Neighbors are good for a lot of things. They can feed your cats when you’re on vacation, lend you a cup of sugar when you’re baking a cake, and according to a new study, lower your risk of experiencing a heart attack. Results of the observational study showed that simply living in a close, friendly neighborhood may be enough to reduce your risk of heart attack by up to 17 percent.
Countless studies have shown that neighborhoods with higher densities of fast food outlets, increased levels of violence, more noise, drug use, and building disrepair often have residents with poor cardiovascular health. However, showing the opposite, that living in a friendly neighborhood with close social interaction can have positive health affects, is a bit much more difficult. In the study published in the British Medical Journal, researchers enlisted 5,000 American adult volunteers with no known health problems over a period of four years. According to a recent press release, the volunteers were periodically monitored for their heart health.
Prior to the study, the volunteers were asked to rate how much they felt a part of their neighborhood on a seven-point scale.
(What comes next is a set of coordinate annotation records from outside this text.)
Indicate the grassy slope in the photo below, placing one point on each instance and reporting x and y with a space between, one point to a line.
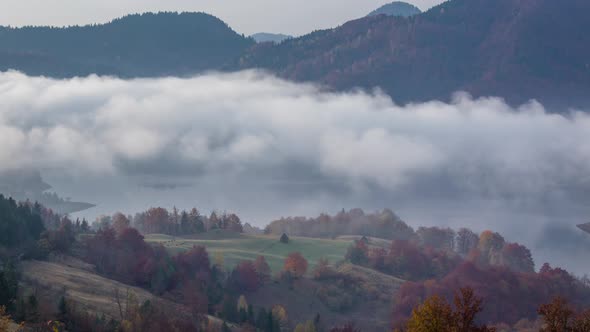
89 291
238 247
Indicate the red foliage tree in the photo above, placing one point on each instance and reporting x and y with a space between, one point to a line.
262 269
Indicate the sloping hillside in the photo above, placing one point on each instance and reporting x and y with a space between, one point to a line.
135 45
517 49
89 291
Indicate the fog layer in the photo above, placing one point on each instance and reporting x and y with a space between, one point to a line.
262 147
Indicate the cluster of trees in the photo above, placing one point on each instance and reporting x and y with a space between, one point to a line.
434 252
161 221
511 296
188 277
20 224
559 316
463 313
404 259
436 314
384 224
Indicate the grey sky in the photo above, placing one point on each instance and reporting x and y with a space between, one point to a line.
284 16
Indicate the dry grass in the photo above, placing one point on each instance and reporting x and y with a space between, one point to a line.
84 289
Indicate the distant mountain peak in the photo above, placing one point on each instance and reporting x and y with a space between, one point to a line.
263 37
397 8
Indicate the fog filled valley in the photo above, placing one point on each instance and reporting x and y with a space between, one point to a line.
405 171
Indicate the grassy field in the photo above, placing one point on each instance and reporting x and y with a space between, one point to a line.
238 247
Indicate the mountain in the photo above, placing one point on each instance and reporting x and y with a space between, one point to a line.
23 185
396 8
132 46
516 49
264 37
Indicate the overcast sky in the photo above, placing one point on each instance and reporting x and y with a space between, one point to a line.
281 16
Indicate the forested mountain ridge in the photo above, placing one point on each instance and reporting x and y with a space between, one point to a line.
396 8
509 48
133 46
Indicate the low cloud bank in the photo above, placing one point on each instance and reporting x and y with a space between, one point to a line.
254 132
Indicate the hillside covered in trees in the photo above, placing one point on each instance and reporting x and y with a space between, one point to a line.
132 46
396 8
509 48
382 282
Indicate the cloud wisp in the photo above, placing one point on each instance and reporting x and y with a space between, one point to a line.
253 130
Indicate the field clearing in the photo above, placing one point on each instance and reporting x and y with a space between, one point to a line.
239 247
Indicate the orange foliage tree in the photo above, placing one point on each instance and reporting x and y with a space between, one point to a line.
559 316
436 314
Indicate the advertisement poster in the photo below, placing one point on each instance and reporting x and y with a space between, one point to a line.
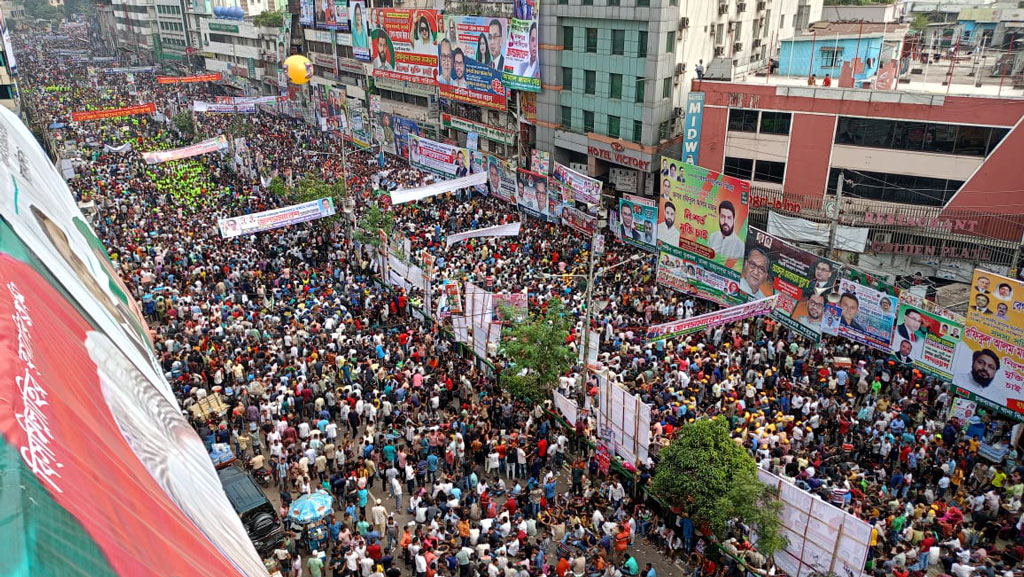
357 18
926 340
404 44
570 186
701 220
862 315
801 280
638 218
989 360
522 64
470 64
437 158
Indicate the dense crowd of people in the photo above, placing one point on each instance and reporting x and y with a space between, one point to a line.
332 384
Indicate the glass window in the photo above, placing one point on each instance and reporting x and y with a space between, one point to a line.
775 122
613 122
768 171
738 167
742 120
619 42
615 83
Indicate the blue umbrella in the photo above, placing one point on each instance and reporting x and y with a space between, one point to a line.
308 508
Questions such as if they felt they could ask a neighbor for help, whether they trusted their neighbor, or if they felt their neighbors were friendly, were presented to the volunteers. Factors such as race, age, gender, income, marital status, educational level, and underlying mental and physical health issues were also taken into account.
After the four-year period, 148 of the 5,276 participants experienced a heart attack; 66 were women and 82 men. Using this data, researchers concluded that perceived neighborhood friendliness may be intrinsically tied to one's likeliness to experience this serious health condition. Volunteers who reported positive perceived social cohesion reduced their risk of heart attack by 17 percent. "Perceived neighbourhood social cohesion could be a type of social support that is available in the neighbourhood social environment outside the realm of family and friends,” the authors explained.
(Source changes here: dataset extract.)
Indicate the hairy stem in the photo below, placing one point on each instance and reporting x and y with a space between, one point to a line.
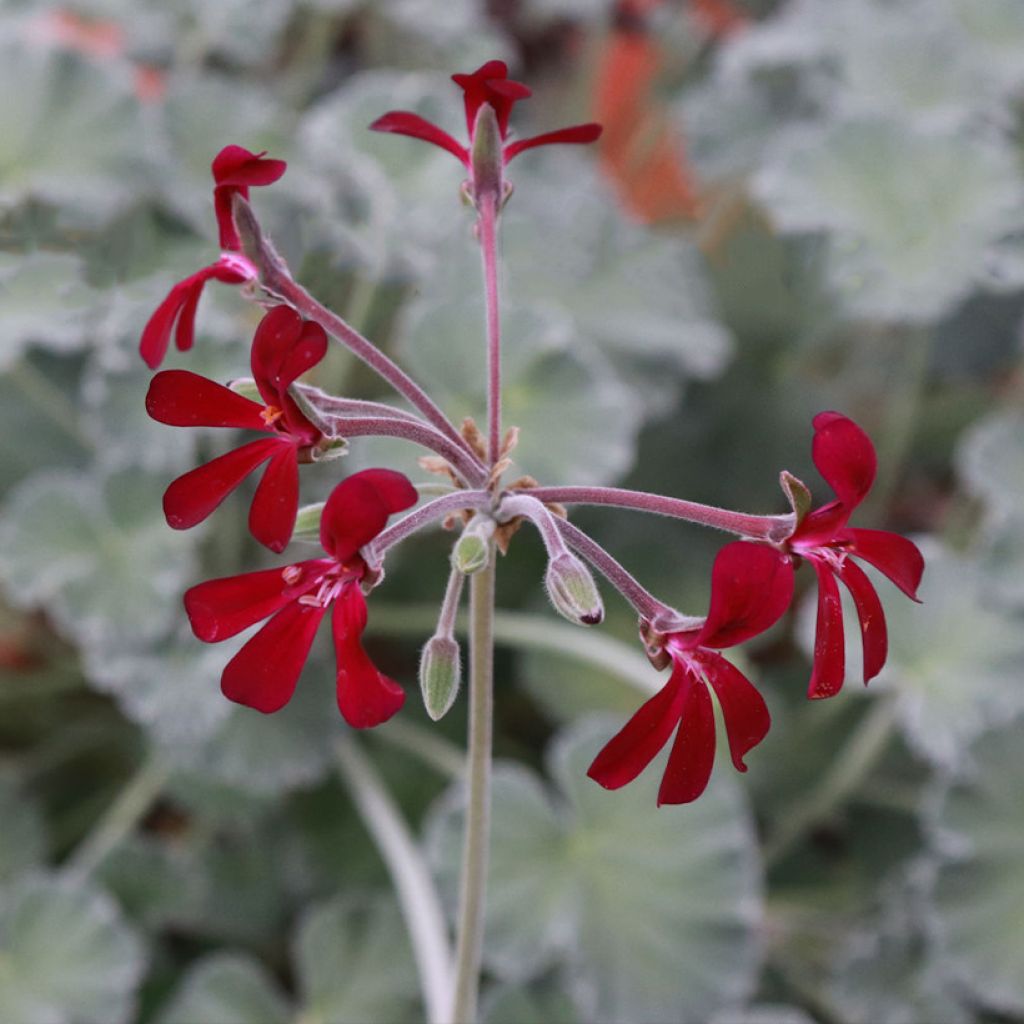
472 892
759 527
418 899
275 278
According to the American Heart Association, a heart attack occurs when the blood flow that brings oxygen to the heart muscles is either severely reduced or completely cut off. In United States, someone is believed to experience a heart attack every 34 seconds. If you don’t particularly get along with your neighbors you needn’t despair. There are other ways to help lower your risk of heart attacks.
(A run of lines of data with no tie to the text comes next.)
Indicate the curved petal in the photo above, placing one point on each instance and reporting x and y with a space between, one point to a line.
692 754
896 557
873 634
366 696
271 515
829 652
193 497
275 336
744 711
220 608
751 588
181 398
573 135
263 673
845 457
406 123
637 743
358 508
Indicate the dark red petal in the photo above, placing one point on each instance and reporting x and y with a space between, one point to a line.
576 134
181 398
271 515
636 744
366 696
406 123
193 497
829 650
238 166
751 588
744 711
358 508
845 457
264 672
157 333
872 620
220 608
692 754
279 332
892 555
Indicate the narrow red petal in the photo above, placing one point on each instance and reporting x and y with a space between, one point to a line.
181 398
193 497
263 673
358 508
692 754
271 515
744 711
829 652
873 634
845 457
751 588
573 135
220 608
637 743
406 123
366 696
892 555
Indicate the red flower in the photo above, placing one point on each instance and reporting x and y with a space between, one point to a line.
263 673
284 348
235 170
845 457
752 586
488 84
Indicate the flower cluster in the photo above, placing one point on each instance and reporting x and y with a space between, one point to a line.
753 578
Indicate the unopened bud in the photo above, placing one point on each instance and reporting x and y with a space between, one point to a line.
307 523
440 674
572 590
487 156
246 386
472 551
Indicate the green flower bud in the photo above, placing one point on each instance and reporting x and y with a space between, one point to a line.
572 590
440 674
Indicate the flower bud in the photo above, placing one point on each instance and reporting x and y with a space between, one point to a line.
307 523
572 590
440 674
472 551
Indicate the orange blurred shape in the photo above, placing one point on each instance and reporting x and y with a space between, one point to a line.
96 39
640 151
Lifestyle chances can be even more effective in lowering your risk. Risky heath behaviors such as drinking alcohol and smoking cigarettes are associated with some of the highest risks of heart attacks. Cutting out these habits is likely to do far more than a friendly neighbor could ever do for your cardiovascular health. Eating right and making sure you get enough physical exercise in your day can also do wonders for heart health, according to the American Heart Association.